Yesterday I was recalling the fact that, purportedly, Native Americans had often spoken of Sasquatch (a.k.a. Bigfoot) in a very matter-of-fact way, much like any species of animal or tribe of people. This is cited as evidence that Sasquatch is real, notwithstanding the elusiveness of physical evidence. The way the argument goes is that an imaginary creature of legend would be spoken of differently, in tones of awe and mystery.
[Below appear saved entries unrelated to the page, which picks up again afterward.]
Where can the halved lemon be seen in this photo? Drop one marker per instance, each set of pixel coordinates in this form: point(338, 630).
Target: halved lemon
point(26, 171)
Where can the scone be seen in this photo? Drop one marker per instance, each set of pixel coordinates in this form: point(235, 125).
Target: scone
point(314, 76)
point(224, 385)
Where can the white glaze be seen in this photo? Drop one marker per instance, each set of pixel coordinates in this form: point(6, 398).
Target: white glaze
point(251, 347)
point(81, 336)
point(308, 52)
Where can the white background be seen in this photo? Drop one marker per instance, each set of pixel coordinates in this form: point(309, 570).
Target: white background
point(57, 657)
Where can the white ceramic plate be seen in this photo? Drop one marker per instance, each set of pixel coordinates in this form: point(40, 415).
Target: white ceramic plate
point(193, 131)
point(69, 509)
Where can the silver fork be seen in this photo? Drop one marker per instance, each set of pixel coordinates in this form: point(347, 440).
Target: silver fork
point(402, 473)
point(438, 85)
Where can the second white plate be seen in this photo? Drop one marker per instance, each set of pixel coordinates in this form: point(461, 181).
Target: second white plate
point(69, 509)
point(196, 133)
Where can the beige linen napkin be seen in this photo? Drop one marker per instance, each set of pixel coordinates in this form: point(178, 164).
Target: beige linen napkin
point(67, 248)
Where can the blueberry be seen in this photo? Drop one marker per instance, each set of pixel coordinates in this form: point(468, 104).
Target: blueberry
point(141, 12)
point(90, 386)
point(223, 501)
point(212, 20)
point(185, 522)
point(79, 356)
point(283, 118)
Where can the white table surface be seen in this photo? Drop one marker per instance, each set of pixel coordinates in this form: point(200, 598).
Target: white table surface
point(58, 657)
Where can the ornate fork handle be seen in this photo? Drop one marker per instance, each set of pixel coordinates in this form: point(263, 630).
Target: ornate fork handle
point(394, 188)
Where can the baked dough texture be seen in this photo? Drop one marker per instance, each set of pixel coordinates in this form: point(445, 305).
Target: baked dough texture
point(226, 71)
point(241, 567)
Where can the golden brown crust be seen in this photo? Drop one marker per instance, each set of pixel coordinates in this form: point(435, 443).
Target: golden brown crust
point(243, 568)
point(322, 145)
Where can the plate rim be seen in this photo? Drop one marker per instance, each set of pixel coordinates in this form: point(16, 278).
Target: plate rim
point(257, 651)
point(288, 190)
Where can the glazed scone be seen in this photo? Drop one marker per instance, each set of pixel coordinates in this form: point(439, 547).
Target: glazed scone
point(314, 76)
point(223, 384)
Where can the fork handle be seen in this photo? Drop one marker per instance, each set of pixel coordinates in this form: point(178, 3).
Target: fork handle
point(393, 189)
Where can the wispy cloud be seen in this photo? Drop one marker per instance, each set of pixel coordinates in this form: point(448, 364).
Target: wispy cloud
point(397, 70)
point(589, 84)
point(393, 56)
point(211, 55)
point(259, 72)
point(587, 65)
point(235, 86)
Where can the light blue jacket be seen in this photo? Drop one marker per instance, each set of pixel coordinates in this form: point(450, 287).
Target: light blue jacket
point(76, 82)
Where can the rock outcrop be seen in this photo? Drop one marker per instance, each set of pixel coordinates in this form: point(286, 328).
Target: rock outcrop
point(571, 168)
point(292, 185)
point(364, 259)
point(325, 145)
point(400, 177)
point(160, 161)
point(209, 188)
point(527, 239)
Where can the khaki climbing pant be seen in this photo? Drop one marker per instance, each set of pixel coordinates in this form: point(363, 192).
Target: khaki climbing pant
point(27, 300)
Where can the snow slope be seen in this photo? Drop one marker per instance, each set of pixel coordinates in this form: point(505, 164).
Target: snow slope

I was recalling this in the wake of being reminded about a book I heard of way back in college days but haven't gotten around to reading yet (though I intend to correct that soon now): Julian Jaynes' The Origin of Consciousness in the Breakdown of the Bicameral Mind. The essential idea is that in ancient times -- before about 1200-1000 B.C.E. in the Near East, and up to more recently in the New World -- people's subjective volitional selves were not integrated with their rational, analytic side, being in different hemispheres of the brain (hence the term "bicameral"). Consequently they lacked self-awareness, and most of the time acted out of pure relexive habit. When faced with a situation of crisis or high stress falling outside what their habits prepared them for, the rational mind would perform an analysis and then verbally instruct the volitional self on what to do. But, since these parts of the mind weren't integrated, this would be experienced not as personal decision-making, but as an auditory hallucination (perhaps sometimes embellished with other sensory modalities) from an invisible entity that would be interpreted as a god or ancestor in accordance with the individual's culture.

A chief piece of evidence cited by Jaynes is the Iliad: in its entire voluminous length, there's not a single description of any character's engaging in inward reflection. Instead, whenever they face a tough choice, a god appears and tells them what to do. Jaynes holds that Homer tells the story this way because that's exactly how people in those days experienced things.

Another story cited in support of this view concerns a man traveling to a Greek city-state who encounters the god Pan on the road and has a conversation with him. Upon arriving he promptly informs the city's senate of Pan's advice, which is heard with complete seriousness and not a hint of skepticism nor suggestion that the man is crazy. And, indeed, in a bicameral world such as Jaynes depicts, one would have had to be some kind of crazy not to believe in gods, when they were a regular part of everyone's personal experience.

I'm no expert on Sasquatch lore, but it seems to me that the casual tone of some accounts is very much like that story about Pan. This matter-of-fact quality could be totally consistent with the lack of evidence for Sasquatch as a physically distinct entity, if what it actually is (or was until some relatively recent past) is a cultural interpretation of a separate module in people's own heads.